Recentemente, tivemos o pai de um colega no CTI que precisou ser entubado. Esse colega, como qualquer um de nós — não somos desprovidos de sentimentos —, ficou muito abalado. Conversei com ele várias vezes. Me coloquei à disposição, em nome de todos os colegas. Perguntei se precisava de alguma coisa, se precisava se afastar, se poderíamos ajudá-lo com algumas substituições para que ele pudesse descansar, se estava se alimentando, conseguindo tomar água, dormir.
Foi um processo muito difícil. Ele emagreceu alguns quilos. O pai dele, felizmente, nesta semana, teve alta do CTI. E a mãe me mandou uma mensagem muito carinhosa, embora eu não a conheça, agradecendo. É um alívio.
É importante lembrar para as pessoas que não estamos falando de uma situação que não nos atinge. Atinge todos. E quando pedimos para que as pessoas se cuidem, usem máscara, higienizem as mãos e não se aglomerem, não estamos só pensando na nossa carga de trabalho. Estamos pensando em todos nós. É uma questão de também cuidar do outro. Cada um cuida de si e cuida do outro, próximo a ele.

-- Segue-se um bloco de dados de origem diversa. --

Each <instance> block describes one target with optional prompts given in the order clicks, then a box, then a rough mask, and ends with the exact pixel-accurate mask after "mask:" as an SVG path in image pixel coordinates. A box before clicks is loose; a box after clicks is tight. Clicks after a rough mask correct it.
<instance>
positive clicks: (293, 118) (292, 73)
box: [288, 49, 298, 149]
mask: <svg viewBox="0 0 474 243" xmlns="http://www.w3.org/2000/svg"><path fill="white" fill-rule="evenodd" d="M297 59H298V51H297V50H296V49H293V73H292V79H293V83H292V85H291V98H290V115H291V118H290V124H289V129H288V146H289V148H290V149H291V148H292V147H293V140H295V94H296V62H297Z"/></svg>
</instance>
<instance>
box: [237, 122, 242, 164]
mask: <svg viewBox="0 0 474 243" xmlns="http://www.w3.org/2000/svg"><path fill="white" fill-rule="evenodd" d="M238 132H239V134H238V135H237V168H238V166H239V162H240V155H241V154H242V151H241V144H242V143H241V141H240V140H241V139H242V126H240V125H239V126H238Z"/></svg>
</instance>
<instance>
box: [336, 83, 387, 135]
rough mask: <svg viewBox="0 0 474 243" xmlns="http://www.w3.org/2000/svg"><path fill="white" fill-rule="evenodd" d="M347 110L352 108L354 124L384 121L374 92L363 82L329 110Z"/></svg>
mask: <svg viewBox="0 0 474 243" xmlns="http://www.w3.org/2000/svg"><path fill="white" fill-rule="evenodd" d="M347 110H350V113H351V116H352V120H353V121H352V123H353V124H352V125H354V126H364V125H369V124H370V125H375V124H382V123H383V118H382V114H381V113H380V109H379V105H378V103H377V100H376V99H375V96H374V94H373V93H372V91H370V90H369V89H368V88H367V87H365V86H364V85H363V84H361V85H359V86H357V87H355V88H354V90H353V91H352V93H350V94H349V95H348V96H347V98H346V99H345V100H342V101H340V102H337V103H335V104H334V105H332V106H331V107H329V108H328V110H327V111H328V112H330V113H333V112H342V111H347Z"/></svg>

Temos colegas com familiares que têm outras doenças, em fase terminal ou não. Não é só a covid-19. Estamos frente a um vírus para o qual não temos a cura, mas temos a prevenção. Hoje, para minha felicidade, minha mãe fez a primeira dose da vacina. Minha tia que mora aqui em Porto Alegre já fez as duas doses. Minha outra tia também vai se vacinar. É a luz no fim do túnel: nos cuidarmos, nos mantermos saudáveis e fazermos a prevenção de forma adequada. Esta é a notícia boa: temos como nos ajudar. Um cuidando do outro.”
“Vai dar tudo certo, né, doutora? O que a senhora acha? Ela vai se recuperar?”
Dia 17 de março: 21h21min
“Hoje, no final do dia, foi transferida para o CTI uma paciente que ficará sob meus cuidados. Fiz o contato com a filha, que deixou o telefone como referência. Me coloquei no lugar dela: uma pessoa se dizendo médica, se apresentando, conversando sobre a mãe dela, querendo saber um pouco da família. Sem nos vermos, sem nos conhecermos.
Conversamos um pouco sobre toda a situação, o que eles estavam sabendo, o que tinha acontecido. Ela me falou que ainda ontem visitou a mãe virtualmente, por ligação de vídeo, e a mãe estava bem. Levou um susto hoje, quando soube que a paciente estava entubada. E depois outro susto porque foi abordada por uma médica que ela não conhece. É uma situação de total insegurança, por um lado, e da segurança que ela tem que ter de que o que eu estava dizendo era absolutamente verdade. Temos uma equipe preparada, que vai tratar a paciente com carinho e cuidado.
Ela me perguntou:
— Vai dar tudo certo, né, doutora? O que a senhora acha? Ela vai se recuperar?
Falei que essa é uma doença difícil. Posso comparar com uma montanha-russa, tem altos e baixos, tem momentos em que o paciente está bem, daqui a pouco uma situação aguda que tem que ser manejada. Não sabemos por que, muitas vezes, alguns pacientes são mais acometidos do que outros. O esposo da paciente está com a doença, mas é forma leve e ele está em casa.
Trocamos um pouco de carinho pelas palavras, tentando passar toda a segurança que podemos passar virtualmente. Certamente prefiro conversar olhando, mas, neste momento, não podemos. Ela ficou bem agradecida, e eu também. Pedi que a família seguisse como disseminadora de todos os cuidados que precisamos ter para que essa doença pare de progredir da forma como está acontecendo.”